Friday, September 18, 2020

Friday Ramble - Mabon

It seems as though summer has just arrived, but here we are again, just a few days away from the autumn equinox. Cooler mornings, light rains before sunrise, heavy dews, falling leaves and acorns after months of blistering heat and humidity, can it be?

The occasion is often observed on September 21st, but the astronomical coordinate this year is actually next Tuesday, September 22rd. Whatever day one chooses to observe it (or not observe it), the September equinox is a pivotal cosmic hinge wearing many  names: Mabon, Harvest Home, Second Harvest, the Feast of Ingathering and Alban Elfed, to name just a few.

Mabon is the most common name of the bunch on this side of the Atlantic, perhaps rooted in the god's status as the male fertilizing principle in Welsh mythology. Ceres, Demeter, John Barleycorn, Lugh or Persephone are also excellent contenders for a tutelary deity presiding over autumn harvest rites, but I am fond of the "Great Son" of the Mabinogion, sometimes thought to be a companion of Arthur's Round Table.

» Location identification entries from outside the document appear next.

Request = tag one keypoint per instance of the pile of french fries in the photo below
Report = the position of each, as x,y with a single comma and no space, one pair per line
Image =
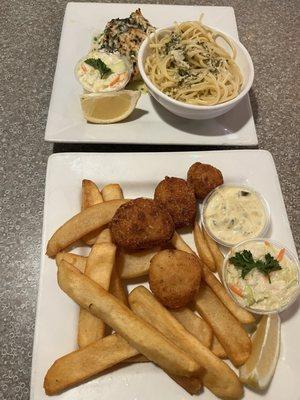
113,327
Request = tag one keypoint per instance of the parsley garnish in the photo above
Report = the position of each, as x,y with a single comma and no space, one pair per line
99,65
245,262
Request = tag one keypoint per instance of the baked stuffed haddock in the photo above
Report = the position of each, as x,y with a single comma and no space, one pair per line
125,35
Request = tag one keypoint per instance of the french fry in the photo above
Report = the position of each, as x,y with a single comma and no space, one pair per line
81,224
192,385
77,261
90,196
134,264
116,288
215,251
139,334
226,327
112,191
218,377
179,244
195,325
216,286
202,248
217,348
80,365
99,268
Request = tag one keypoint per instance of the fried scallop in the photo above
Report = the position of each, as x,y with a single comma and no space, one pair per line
204,178
141,224
174,277
178,198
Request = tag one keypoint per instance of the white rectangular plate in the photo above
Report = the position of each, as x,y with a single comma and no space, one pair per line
138,174
150,123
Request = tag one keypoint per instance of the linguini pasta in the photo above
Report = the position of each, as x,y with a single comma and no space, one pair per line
187,64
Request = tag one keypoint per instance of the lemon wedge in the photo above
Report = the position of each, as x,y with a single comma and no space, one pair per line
260,367
110,107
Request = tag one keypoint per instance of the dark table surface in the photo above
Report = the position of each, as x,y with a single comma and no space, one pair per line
29,44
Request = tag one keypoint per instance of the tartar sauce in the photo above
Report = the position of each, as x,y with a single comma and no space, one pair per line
233,214
113,73
255,290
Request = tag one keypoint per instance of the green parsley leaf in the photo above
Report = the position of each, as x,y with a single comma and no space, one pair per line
99,65
245,262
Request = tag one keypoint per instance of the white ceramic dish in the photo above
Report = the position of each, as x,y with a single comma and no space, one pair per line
264,204
288,253
138,173
190,111
150,123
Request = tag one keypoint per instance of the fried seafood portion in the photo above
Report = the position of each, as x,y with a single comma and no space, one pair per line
178,197
142,224
174,277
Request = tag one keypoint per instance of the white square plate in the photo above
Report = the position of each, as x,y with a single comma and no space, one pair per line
150,123
138,174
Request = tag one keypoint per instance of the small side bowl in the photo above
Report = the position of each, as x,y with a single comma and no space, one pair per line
288,253
191,111
107,90
263,231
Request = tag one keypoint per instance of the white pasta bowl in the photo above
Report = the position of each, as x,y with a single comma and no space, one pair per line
190,111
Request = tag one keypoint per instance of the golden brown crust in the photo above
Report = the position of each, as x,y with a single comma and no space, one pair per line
178,197
174,277
142,224
204,178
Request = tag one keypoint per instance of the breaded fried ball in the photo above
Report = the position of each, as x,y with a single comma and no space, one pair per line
204,178
178,198
141,224
174,277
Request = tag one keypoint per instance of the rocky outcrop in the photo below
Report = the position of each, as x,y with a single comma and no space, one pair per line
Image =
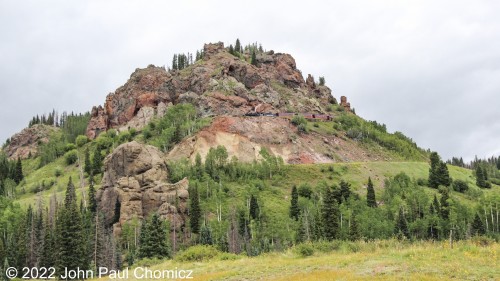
135,175
26,142
220,84
344,103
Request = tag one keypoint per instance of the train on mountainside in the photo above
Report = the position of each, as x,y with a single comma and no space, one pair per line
290,115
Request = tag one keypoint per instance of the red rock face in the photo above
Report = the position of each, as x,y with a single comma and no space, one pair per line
220,84
344,103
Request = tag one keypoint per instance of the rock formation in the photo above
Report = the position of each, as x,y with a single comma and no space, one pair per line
28,140
220,84
136,176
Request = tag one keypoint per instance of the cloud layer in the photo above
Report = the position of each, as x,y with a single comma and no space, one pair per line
430,69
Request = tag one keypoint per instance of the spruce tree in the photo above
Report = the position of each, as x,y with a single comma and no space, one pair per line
69,228
87,167
345,190
253,60
330,212
401,225
254,208
237,46
96,161
477,227
294,204
206,235
92,199
433,176
370,195
18,175
354,231
443,174
195,210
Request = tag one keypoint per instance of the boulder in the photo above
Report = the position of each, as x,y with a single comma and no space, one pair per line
136,176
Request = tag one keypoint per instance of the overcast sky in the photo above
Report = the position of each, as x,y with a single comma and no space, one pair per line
430,69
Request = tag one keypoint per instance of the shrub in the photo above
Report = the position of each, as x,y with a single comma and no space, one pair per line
304,250
69,147
198,253
303,129
305,191
70,157
298,120
81,140
460,186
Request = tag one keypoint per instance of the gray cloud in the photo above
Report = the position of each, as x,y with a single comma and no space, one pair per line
427,68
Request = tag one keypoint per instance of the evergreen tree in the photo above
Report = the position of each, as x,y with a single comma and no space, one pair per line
253,61
477,227
18,175
237,46
370,195
433,177
345,190
254,207
294,204
330,213
401,225
354,231
206,235
480,180
443,174
445,206
195,210
92,199
97,161
69,238
87,167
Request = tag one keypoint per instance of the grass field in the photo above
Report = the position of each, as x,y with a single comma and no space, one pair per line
377,260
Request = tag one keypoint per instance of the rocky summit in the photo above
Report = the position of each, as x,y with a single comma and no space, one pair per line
217,84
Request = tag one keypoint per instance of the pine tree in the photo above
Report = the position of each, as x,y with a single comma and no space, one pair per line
354,231
92,199
345,190
69,238
480,180
445,206
477,226
370,195
87,166
294,204
18,175
443,174
195,210
433,177
97,161
254,208
237,46
330,212
253,61
206,235
401,225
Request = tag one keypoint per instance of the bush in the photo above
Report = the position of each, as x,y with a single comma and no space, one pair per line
81,140
303,129
304,250
69,147
70,157
197,253
305,191
460,186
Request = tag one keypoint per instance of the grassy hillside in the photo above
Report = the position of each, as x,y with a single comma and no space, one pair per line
378,260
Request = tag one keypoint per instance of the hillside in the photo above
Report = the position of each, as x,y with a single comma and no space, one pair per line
235,150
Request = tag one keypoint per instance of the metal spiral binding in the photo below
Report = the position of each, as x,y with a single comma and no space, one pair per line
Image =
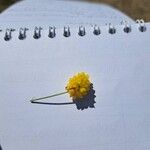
81,31
8,34
112,29
52,32
142,26
67,33
96,30
127,27
37,32
22,33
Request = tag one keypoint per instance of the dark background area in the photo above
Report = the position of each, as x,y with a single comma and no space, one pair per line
136,9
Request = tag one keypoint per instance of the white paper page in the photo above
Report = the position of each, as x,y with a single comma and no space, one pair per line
119,69
30,13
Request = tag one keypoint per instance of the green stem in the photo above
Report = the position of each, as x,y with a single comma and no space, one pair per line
36,99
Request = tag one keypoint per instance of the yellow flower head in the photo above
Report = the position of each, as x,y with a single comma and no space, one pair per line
78,86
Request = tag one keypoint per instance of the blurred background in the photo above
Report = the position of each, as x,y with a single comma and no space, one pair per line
136,9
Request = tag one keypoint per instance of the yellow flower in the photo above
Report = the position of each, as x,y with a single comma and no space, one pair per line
78,86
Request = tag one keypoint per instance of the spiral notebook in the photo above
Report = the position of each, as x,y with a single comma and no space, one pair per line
38,61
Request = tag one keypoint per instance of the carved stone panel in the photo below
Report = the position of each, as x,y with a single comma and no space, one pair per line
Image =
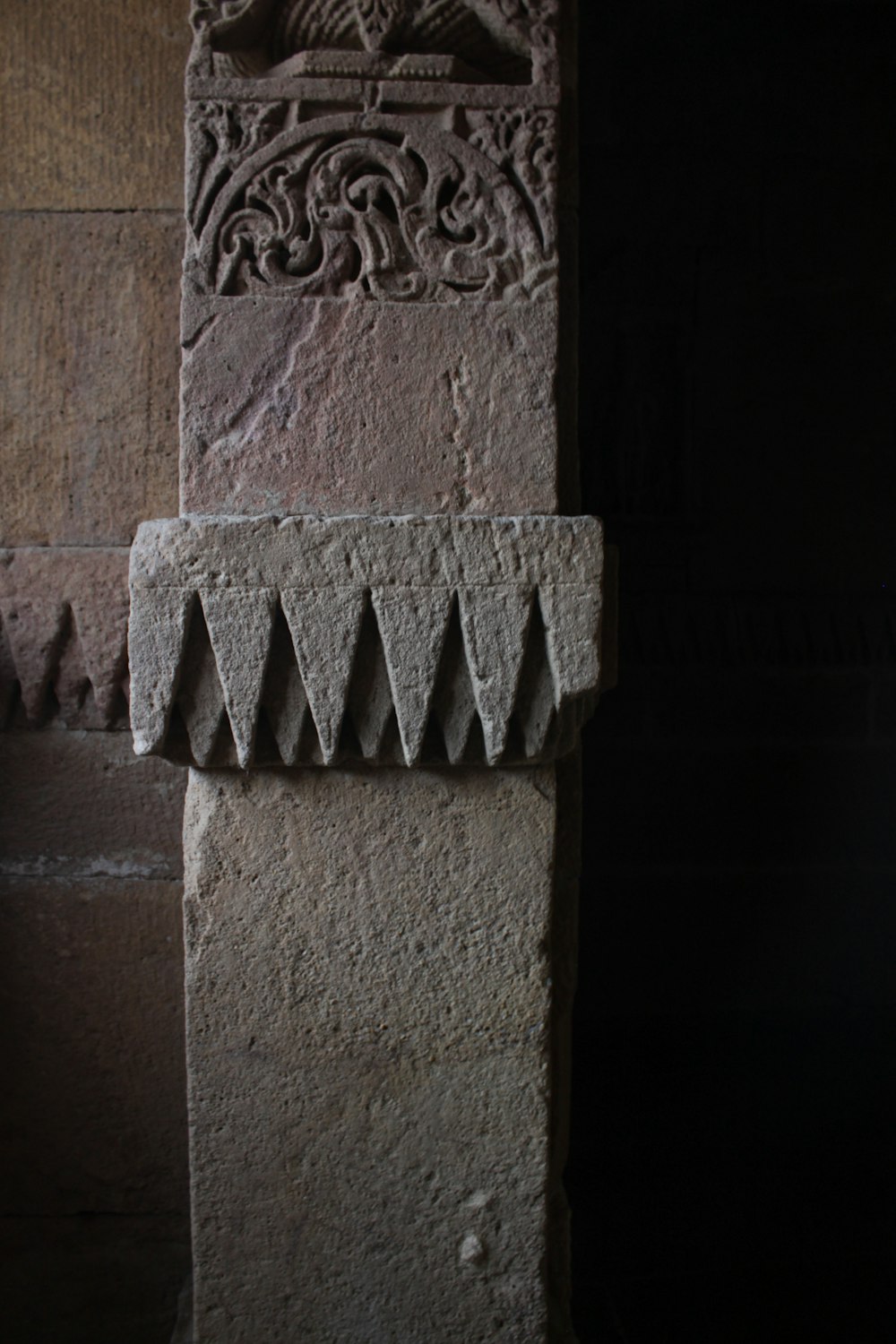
408,640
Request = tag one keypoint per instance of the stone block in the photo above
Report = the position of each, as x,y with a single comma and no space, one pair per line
64,625
328,406
474,639
89,392
91,102
82,806
93,1107
370,969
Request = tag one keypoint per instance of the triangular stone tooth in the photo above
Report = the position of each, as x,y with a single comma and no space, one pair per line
156,639
72,683
101,625
287,706
35,629
325,624
413,623
201,698
454,703
535,707
370,698
573,629
495,621
239,626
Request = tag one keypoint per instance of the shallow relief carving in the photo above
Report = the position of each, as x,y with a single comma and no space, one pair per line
511,42
373,207
64,636
406,642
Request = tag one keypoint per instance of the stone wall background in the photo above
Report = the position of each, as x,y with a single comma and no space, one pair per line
732,1161
732,1171
94,1239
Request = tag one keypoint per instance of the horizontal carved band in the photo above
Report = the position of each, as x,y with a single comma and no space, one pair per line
64,636
408,640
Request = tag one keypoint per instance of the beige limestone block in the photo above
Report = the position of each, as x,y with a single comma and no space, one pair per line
339,406
268,620
81,806
93,1105
89,383
91,104
368,984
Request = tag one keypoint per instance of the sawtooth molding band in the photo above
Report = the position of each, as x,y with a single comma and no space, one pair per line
410,640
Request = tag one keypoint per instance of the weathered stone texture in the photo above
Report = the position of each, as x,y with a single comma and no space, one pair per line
89,389
368,981
330,406
91,104
93,1107
82,806
473,639
64,634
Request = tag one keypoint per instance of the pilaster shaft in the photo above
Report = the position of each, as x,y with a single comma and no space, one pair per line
374,642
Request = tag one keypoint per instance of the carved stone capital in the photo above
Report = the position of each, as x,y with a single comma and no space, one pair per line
389,640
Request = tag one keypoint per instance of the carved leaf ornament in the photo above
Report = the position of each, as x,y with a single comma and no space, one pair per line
378,211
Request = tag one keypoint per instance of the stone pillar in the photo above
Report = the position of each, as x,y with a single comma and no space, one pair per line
374,639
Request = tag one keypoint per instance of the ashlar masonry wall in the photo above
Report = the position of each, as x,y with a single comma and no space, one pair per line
94,1239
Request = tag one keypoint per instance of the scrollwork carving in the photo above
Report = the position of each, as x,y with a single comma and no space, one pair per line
522,142
223,136
376,211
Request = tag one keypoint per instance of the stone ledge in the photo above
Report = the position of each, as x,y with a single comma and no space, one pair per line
400,642
64,623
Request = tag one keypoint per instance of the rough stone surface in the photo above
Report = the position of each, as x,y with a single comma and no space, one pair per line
64,633
81,806
93,89
89,389
284,624
304,406
93,1107
368,984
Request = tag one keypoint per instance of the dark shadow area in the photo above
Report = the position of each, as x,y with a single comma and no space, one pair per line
734,1166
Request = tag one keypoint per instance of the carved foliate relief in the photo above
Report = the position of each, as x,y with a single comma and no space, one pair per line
308,642
478,40
378,207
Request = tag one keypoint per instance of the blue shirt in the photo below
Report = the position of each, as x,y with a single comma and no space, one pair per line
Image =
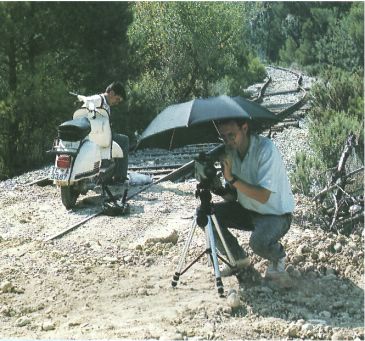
263,166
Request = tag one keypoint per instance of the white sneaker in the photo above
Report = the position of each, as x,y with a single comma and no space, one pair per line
276,269
240,265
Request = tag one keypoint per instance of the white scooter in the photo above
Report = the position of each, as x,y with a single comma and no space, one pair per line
85,152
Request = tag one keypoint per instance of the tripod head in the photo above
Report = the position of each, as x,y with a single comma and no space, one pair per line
206,207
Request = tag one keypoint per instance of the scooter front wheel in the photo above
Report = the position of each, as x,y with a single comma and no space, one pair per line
69,196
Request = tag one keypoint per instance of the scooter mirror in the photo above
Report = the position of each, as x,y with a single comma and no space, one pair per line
91,106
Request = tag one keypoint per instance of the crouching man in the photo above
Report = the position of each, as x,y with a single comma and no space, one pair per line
258,199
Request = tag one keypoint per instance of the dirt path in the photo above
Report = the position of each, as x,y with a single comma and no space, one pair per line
111,278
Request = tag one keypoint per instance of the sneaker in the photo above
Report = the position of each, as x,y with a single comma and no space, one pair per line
240,265
276,269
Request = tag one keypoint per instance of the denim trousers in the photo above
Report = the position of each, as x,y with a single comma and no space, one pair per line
266,230
121,170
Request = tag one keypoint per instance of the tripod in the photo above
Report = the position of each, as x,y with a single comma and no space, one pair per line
205,218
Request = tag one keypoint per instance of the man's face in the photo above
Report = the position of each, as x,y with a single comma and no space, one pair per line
232,134
114,99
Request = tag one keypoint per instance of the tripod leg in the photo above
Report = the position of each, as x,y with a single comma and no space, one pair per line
208,246
214,256
177,274
226,248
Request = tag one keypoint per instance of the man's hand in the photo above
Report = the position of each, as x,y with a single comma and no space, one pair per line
226,163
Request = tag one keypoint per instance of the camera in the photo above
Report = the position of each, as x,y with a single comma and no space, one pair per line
205,170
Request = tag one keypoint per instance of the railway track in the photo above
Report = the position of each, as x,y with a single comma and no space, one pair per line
283,93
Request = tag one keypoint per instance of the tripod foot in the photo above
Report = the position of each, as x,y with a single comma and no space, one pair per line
175,279
219,284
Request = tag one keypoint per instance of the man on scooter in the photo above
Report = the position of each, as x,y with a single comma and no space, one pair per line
113,95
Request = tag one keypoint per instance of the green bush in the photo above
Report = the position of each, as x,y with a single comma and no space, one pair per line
308,175
327,137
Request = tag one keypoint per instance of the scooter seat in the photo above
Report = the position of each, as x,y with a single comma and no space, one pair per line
74,130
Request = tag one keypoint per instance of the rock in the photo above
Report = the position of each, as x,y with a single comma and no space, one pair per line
48,325
233,299
337,247
22,321
325,314
339,336
302,249
293,331
6,287
111,260
322,256
171,336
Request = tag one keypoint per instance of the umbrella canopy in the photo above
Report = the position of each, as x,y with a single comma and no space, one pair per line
193,122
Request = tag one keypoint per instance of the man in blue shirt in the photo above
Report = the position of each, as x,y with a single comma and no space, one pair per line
259,200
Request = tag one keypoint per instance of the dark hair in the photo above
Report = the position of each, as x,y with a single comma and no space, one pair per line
118,89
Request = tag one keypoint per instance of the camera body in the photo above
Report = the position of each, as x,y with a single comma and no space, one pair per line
206,172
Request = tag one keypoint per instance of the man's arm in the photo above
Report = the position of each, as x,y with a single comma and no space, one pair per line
258,193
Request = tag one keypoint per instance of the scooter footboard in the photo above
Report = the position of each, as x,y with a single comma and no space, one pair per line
117,152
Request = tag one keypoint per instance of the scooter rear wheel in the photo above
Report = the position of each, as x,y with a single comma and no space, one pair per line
69,196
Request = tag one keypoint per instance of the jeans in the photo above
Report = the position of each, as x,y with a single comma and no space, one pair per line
266,230
121,169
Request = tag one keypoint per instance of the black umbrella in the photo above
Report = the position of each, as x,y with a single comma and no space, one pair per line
193,122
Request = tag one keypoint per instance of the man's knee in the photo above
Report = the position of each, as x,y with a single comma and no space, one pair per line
259,244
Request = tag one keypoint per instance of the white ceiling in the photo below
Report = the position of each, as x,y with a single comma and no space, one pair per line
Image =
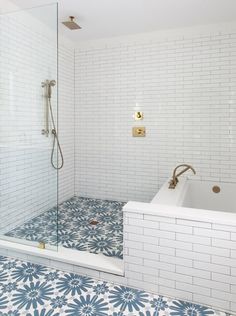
108,18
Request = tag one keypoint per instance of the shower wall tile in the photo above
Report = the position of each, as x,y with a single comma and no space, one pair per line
66,121
185,85
28,56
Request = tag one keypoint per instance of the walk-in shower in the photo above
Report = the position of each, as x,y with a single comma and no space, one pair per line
31,156
47,85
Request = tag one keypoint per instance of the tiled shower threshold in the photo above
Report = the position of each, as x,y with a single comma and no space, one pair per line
84,259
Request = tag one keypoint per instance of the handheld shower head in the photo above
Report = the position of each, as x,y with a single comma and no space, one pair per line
52,83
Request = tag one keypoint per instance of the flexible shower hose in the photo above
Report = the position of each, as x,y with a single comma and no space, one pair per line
55,139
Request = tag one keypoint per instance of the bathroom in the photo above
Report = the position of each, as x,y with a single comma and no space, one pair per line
117,157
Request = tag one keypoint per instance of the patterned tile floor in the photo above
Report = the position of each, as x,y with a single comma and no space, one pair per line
74,228
34,290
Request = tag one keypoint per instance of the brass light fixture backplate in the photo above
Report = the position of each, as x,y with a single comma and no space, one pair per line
139,131
216,189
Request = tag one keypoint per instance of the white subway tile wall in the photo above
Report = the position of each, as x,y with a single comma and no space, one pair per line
188,269
185,86
66,121
29,56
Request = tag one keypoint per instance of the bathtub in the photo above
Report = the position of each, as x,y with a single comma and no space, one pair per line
196,194
183,243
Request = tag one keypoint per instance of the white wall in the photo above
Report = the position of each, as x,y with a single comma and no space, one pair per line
184,81
29,56
66,120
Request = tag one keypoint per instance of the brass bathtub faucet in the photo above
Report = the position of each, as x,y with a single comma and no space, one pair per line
174,180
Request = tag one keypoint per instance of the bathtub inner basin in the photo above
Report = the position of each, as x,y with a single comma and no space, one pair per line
207,195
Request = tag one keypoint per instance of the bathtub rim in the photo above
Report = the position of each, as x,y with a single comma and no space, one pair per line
180,212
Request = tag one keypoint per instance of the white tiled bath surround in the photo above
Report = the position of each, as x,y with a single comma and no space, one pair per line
185,83
188,259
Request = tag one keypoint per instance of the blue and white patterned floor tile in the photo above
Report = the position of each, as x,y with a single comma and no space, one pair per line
74,229
34,290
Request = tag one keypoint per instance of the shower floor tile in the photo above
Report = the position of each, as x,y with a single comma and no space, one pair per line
82,224
34,290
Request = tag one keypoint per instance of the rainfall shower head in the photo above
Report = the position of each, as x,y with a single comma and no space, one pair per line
71,24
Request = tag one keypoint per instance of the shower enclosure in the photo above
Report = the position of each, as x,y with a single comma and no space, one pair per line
28,181
31,155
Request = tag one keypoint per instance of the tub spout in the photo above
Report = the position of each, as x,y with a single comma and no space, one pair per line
175,180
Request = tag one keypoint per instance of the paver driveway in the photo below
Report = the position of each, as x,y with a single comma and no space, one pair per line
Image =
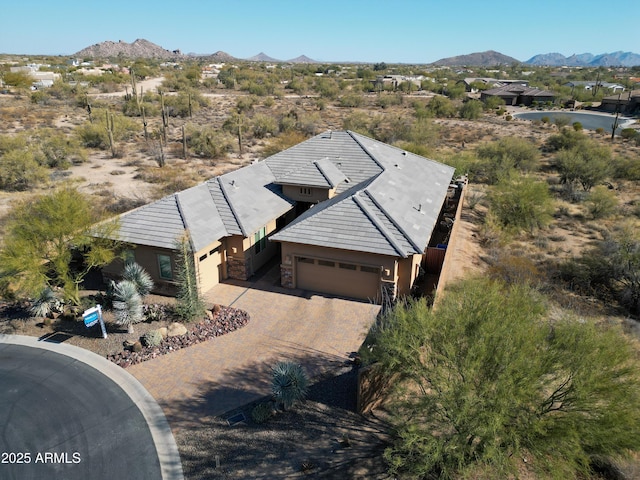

In the old Teutonic calendar, the autumn equinox marked the beginning of the Winter Finding, a ceremonial interval lasting until Winter Night on October 15, also the date of the old Norse New Year. For moderns, the date marks the end of summer and the beginning of autumn, and it is also associated with the Archangel Michael—his feast takes place a few days from now on September 25 and is known (for obvious reasons) as Michaelmas. The autumn blooming Michaelmas daisy or New England aster with its purple petals and golden heart is one of my favorite wildflowers. South of the equator, seasonal cycles are reversed of course, and the vernal equinox (Ostara) is approaching.

The autumn equinox is about abundance and harvest, but most of all, it is about balance and equilibrium, one of two astronomical coordinates in the whole turning year when day and night are perfectly balanced in length. Like all the old festivals dedicated to Mother Earth, it is a liminal or threshold time, for we are poised between two seasons, summer and autumn.

One holds out hopeful thoughts for the autumn equinox, that skies overhead will be brilliantly blue and full of singing geese by day, that trees and vines and creepers will be arrayed in crimson and gold, that a splendid waxing golden moon will be visible against a blanket of stars by night. 

An autumn wreath graces our door, and a pot of chrysanthemums graces the threshold.  Sometimes the pot is adorned by leaves fallen from the old oak nearby. The tree is our resident guardian, the wreath and "mum" a nod to the season and a tribute of sorts. Oak, fallen leaves, wreath and blooms are cheerful things, conveying a benediction on anyone who knocks at the door, treads our cobblestones or just passes by in the street. Autumn images tug at the heart, and I always sort through reams of archived images looking for just the right one for today, am never sure I have found it. Leaves, light, clouds, geese, herons, purple daisies??? It's always about the light, and autumn light is fabulous.

However, and whenever you choose to celebrate the occasion, a very happy Autumn Equinox, Harvest Home, or Mabon. May good things come to you.